Time course variation of IMI concentration at different water matrices. ([IMI]0 = 1000 μg L−1 for Milli-Q water and VRMBR WW, [IMI]0 = 332 μg L−1 for Bio WW, UV lamp = 10 W (where applicable), O3 dose = 1200 mg h−1, O3 flowrate = 30 L h−1, pH = 7.25 ± 0.1, T = 24 ± 1 °C)

Full size image

As seen in Fig. 4, at the very beginning of ozonation, the wastewaters consume available ozone and radicals, which eventually caused a delay in the IMI disappearance as compared to Milli-Q water. During the first 10 min of ozonation, nearly 36%, 18%, and 10% of IMI were degraded for Milli-Q water, VRMBR WW, and Bio WW, respectively. The higher IMI removal, though slightly, from VRMBR WW than Bio WW could be attributed to the lower COD of VRMBR WW (19 mg L−1).

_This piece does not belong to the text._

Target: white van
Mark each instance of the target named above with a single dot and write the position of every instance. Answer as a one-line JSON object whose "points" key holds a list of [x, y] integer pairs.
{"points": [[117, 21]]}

Another difference between these two real wastewater samples is that the IMI concentration of the Bio WW (332 μg L−1) is lower than that of VRMBR WW (1000 μg L−1). As discussed above, an increase in the [IMI]0 increases the rate of IMI oxidation. Since Bio WW has the least IMI concentration, 97.8% IMI disappearance was observed within almost 30 min. On the other hand, at least 70 and 90 min were required for 99.5% disappearance in Milli-Q water and VRMBR WW, respectively. Although these durations are approximate, the removal difference between Milli-Q water and VRMBR WW matrices were apparent from the very beginning to 50th min ozonation. As proved in our study (“Effect of pH, ozone dose, and [IMI]0 on IMI removal by ozonation” section), the impact of OH• on IMI disappearance is discernable. Indeed, the reason for disappearance differences might be due to the presence of organics and inorganics in the wastewaters that act as a radical scavenger (Nakada et al. 2007).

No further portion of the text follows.